While the page generated some controversy on campus and affected the principal's ability to do his job, the trial court found the disruption insufficient to permit disciplinary action consistent with free-speech rights.
In another Pennsylvania case, J.S. v. Blue Mountain School District, the trial court faced similar facts but came to a very different result. In that case, a student used her parents' home computer to create an imposter MySpace profile, complete with photo, indicating that her middle school principal was a pedophile and a sex addict. The student was suspended for 10 days and brought a lawsuit claiming infringement on her First Amendment rights.

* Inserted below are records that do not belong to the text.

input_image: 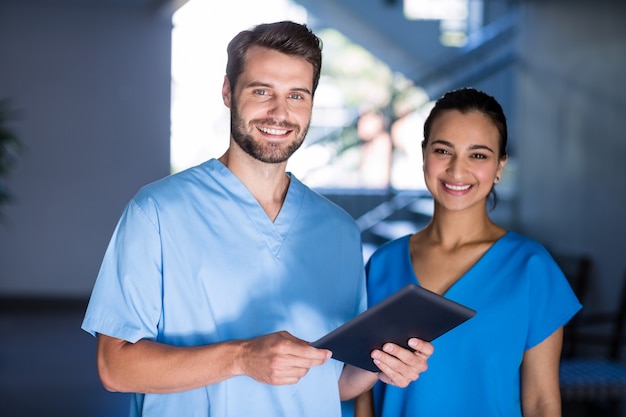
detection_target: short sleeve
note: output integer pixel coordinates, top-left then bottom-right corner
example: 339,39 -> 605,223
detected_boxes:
526,250 -> 582,349
82,200 -> 162,343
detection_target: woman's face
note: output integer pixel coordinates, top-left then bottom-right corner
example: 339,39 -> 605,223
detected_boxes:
423,110 -> 506,210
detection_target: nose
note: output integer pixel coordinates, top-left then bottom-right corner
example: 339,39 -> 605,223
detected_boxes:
267,97 -> 289,120
446,155 -> 465,178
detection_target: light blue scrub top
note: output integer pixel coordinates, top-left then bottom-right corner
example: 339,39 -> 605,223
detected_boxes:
367,232 -> 581,417
82,159 -> 366,417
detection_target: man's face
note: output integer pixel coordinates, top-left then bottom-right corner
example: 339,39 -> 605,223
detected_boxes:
222,47 -> 313,163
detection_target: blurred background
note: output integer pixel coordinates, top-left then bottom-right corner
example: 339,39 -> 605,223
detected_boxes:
0,0 -> 626,416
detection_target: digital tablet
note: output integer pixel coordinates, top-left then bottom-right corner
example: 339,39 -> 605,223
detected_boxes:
311,284 -> 476,372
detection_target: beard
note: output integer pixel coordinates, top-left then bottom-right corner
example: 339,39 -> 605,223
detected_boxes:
230,100 -> 310,164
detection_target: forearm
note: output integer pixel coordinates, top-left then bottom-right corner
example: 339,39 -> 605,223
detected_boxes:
97,335 -> 243,393
522,401 -> 561,417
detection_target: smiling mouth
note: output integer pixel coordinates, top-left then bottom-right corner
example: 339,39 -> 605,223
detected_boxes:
257,127 -> 289,136
443,182 -> 471,191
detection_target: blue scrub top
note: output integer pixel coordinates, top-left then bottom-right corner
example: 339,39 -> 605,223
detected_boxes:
82,159 -> 366,417
366,232 -> 581,417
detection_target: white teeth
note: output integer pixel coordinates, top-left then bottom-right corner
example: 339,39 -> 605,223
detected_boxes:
444,183 -> 470,191
259,127 -> 287,135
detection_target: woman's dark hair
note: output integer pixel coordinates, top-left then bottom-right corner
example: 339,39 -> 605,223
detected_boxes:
422,88 -> 508,210
226,21 -> 322,94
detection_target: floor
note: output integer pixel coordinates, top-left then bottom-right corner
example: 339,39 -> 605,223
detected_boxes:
0,300 -> 129,417
0,299 -> 626,417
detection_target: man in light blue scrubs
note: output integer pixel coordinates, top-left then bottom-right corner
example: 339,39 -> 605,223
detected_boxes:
82,22 -> 432,417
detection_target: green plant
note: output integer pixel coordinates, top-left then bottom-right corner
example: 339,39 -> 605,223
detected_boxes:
0,99 -> 22,207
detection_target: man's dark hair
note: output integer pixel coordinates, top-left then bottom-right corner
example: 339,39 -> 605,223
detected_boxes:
226,21 -> 322,94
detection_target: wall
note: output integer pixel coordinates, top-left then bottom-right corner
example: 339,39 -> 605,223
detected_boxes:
0,2 -> 171,297
514,0 -> 626,309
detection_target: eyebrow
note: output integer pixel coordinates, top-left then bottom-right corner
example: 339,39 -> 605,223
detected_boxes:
244,81 -> 312,95
432,139 -> 495,154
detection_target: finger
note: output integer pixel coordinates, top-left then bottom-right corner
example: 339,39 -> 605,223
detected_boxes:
409,337 -> 435,359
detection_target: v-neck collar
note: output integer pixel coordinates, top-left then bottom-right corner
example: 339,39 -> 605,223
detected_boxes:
405,230 -> 512,297
208,159 -> 304,256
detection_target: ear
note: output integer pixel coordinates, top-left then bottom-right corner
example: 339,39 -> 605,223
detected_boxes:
222,75 -> 232,109
494,155 -> 509,183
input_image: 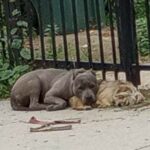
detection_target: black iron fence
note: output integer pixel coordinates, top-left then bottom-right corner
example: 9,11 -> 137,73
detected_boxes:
0,0 -> 150,85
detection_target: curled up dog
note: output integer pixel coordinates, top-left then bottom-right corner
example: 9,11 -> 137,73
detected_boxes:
70,80 -> 145,110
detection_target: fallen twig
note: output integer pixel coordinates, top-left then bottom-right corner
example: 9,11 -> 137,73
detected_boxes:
28,116 -> 81,126
135,145 -> 150,150
30,125 -> 72,132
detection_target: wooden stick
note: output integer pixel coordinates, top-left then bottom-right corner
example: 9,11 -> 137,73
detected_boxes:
30,125 -> 72,132
28,116 -> 81,127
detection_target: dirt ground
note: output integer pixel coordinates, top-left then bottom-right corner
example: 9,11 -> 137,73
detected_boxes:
0,72 -> 150,150
0,101 -> 150,150
0,27 -> 150,150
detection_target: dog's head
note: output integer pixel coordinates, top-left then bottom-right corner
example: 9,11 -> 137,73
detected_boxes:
73,69 -> 98,105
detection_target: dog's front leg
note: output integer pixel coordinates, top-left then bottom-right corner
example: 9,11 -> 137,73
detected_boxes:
44,95 -> 67,111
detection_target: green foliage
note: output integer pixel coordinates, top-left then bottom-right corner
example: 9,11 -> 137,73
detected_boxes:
135,0 -> 150,56
134,0 -> 146,19
136,18 -> 150,56
0,60 -> 30,98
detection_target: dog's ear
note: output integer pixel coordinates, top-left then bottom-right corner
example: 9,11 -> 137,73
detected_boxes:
88,69 -> 96,76
73,68 -> 86,80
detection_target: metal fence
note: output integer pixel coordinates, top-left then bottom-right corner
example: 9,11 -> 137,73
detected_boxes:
0,0 -> 150,85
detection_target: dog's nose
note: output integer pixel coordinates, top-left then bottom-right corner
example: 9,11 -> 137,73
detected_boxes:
85,95 -> 93,101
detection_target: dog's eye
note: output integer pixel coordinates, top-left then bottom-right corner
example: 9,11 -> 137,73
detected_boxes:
89,84 -> 95,89
78,86 -> 84,90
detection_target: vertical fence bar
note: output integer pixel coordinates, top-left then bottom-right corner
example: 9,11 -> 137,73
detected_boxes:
0,1 -> 6,62
84,0 -> 92,68
60,0 -> 68,68
108,0 -> 118,79
72,0 -> 80,68
3,0 -> 15,66
49,0 -> 57,67
38,0 -> 45,61
117,0 -> 140,85
25,1 -> 34,60
95,0 -> 106,80
145,0 -> 150,56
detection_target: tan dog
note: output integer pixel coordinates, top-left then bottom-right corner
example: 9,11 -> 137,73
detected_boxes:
96,80 -> 145,107
70,80 -> 145,110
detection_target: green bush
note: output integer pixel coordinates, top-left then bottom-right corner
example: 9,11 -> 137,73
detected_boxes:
136,18 -> 150,56
0,59 -> 30,98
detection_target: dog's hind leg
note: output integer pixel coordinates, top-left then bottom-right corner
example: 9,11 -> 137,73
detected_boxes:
44,96 -> 67,111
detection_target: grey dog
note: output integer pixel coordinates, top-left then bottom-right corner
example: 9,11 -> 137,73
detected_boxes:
11,69 -> 97,111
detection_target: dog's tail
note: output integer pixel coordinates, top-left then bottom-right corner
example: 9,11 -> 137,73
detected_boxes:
10,94 -> 29,111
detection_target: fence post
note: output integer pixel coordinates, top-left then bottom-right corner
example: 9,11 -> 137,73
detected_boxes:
116,0 -> 140,85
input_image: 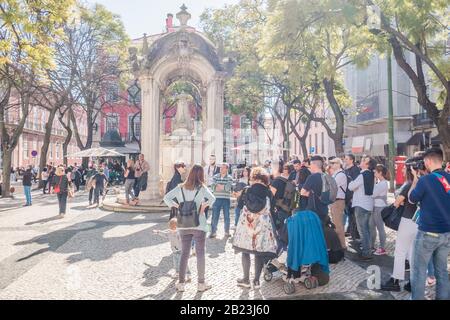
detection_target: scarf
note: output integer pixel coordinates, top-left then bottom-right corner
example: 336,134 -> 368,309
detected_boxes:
362,170 -> 375,196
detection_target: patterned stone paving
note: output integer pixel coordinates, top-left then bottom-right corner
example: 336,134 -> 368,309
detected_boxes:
0,193 -> 446,300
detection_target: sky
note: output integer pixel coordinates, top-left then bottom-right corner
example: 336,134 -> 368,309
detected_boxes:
85,0 -> 239,39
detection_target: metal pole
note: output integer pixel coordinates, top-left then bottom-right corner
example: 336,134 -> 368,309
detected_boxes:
387,49 -> 395,191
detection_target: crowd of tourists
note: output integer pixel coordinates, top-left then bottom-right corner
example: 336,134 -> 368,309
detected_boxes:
156,148 -> 450,299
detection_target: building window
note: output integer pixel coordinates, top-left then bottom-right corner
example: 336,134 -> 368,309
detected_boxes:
23,140 -> 30,159
106,113 -> 119,132
33,140 -> 37,155
127,83 -> 141,106
55,142 -> 59,160
128,114 -> 141,141
314,133 -> 319,154
320,132 -> 325,154
106,83 -> 119,102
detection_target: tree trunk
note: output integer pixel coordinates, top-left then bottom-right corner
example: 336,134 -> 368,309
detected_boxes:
60,119 -> 72,166
2,148 -> 13,198
322,79 -> 344,155
436,97 -> 450,161
39,108 -> 58,173
300,138 -> 308,160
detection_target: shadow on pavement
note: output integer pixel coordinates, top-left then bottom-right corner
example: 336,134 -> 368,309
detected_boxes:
25,216 -> 60,226
14,213 -> 167,263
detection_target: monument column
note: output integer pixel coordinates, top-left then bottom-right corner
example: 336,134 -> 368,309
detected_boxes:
204,75 -> 224,162
139,75 -> 161,200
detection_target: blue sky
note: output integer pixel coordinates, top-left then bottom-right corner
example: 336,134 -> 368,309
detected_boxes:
85,0 -> 239,39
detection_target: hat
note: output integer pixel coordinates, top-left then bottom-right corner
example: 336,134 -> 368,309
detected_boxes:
311,156 -> 323,162
328,158 -> 344,166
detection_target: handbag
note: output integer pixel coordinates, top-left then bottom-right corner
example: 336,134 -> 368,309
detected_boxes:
381,204 -> 405,231
177,188 -> 200,228
53,176 -> 62,193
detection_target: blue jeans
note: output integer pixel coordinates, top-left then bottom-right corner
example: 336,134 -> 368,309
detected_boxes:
172,250 -> 191,275
211,198 -> 231,234
411,230 -> 450,300
234,207 -> 242,226
23,186 -> 31,205
427,259 -> 434,277
342,206 -> 350,230
355,207 -> 372,257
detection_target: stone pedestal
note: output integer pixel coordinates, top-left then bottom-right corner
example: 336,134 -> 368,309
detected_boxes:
160,132 -> 202,182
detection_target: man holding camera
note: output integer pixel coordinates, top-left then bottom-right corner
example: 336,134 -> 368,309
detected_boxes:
409,148 -> 450,300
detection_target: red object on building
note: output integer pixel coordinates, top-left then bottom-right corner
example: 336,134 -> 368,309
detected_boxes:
395,156 -> 406,186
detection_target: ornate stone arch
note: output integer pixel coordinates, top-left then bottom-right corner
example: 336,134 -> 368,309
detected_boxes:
135,9 -> 225,199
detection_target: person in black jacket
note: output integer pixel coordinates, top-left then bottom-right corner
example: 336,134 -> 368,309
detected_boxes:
233,167 -> 277,289
22,166 -> 33,207
52,166 -> 70,218
166,161 -> 186,220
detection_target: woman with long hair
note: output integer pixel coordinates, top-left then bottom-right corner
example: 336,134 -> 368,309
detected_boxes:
164,165 -> 216,292
124,159 -> 136,204
370,164 -> 390,256
166,162 -> 186,220
233,167 -> 277,289
52,166 -> 71,218
234,167 -> 251,227
381,159 -> 418,291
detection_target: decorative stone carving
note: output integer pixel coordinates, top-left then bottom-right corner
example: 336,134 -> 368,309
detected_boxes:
177,3 -> 191,28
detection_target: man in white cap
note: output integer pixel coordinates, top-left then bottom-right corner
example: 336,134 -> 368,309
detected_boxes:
203,154 -> 220,187
329,158 -> 348,248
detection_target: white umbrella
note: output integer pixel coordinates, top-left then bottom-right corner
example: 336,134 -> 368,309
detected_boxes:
66,147 -> 125,158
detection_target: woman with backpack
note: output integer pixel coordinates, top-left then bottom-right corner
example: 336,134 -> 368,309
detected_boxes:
381,159 -> 418,292
164,165 -> 216,292
166,162 -> 186,220
233,167 -> 251,228
233,167 -> 277,289
370,164 -> 390,256
52,166 -> 71,218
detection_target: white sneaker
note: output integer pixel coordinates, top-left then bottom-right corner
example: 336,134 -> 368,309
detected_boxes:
175,282 -> 184,292
197,282 -> 212,292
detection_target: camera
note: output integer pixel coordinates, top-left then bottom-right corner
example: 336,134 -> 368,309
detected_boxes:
406,157 -> 427,171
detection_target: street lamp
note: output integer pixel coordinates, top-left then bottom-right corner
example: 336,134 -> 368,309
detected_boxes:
367,5 -> 395,190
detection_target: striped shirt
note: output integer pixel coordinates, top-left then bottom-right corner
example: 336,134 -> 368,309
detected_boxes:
211,173 -> 233,199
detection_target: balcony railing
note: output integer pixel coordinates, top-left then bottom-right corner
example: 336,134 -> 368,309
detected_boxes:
413,113 -> 450,128
413,113 -> 434,127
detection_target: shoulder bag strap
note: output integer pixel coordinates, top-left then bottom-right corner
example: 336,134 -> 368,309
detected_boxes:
433,172 -> 450,195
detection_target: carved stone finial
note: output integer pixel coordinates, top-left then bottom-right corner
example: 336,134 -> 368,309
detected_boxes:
177,3 -> 191,28
142,33 -> 148,55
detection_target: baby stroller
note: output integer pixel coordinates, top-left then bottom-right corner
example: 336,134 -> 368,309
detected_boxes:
263,211 -> 330,294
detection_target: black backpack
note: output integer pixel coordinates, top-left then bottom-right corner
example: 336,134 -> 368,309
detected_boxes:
339,171 -> 353,207
276,177 -> 297,213
242,187 -> 267,213
323,221 -> 345,264
177,188 -> 200,228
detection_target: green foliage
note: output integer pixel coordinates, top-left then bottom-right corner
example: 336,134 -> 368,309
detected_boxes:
0,0 -> 74,73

The trial court upheld the discipline, finding the speech at issue "much more vulgar and offensive" than that in Layshock. It held that vulgar and lewd speech off campus is subject to discipline when it has an effect on campus.
These courts have looked at whether the speech at issue caused a substantial disruption; was sexually explicit, indecent, or crude; or advocated illegal drug use - the primary criteria used by the Supreme Court in examining student speech. But none of the Supreme Court decisions concerned off-campus, online speech.
The question remains: What's the test for online speech? Answering it is all the more important given the problems of online bullying, or "cyberbullying." There have been cases of anguished students actually committing suicide as a result of it.
It's worth noting that a number of recent student-speech court decisions involved immature adolescent behavior - sometimes laced with realistic or hyperbolic threats of violence - rather than speech conveying thought-provoking ideas.
Consider how the type of speech addressed by the Supreme Court has changed. In 1968, the seminal Supreme Court decision in Tinker v. Des Moines Independent Community School District struck down a school regulation that prohibited students from wearing black armbands to protest the Vietnam War. Last year, by contrast, in Morse v. Frederick, the court affirmed the disciplining of a student displaying what he admitted was a "meaningless" banner proclaiming "BONG HiTS 4 JESUS."
But the First Amendment clearly protects offensive and even stupid speech. If schools have the power to punish all online student speech simply because it might find its way onto campus - as a few courts have held - some fear students' First Amendment rights would be eviscerated.
This is the problem now squarely before the Third Circuit Court of Appeals, based in Philadelphia, where appeals of the J.S. and Layshock decisions are pending. The court must render a clear, easily followed rule that strikes the right balance between students' legitimate First Amendment rights and a safe, orderly school environment.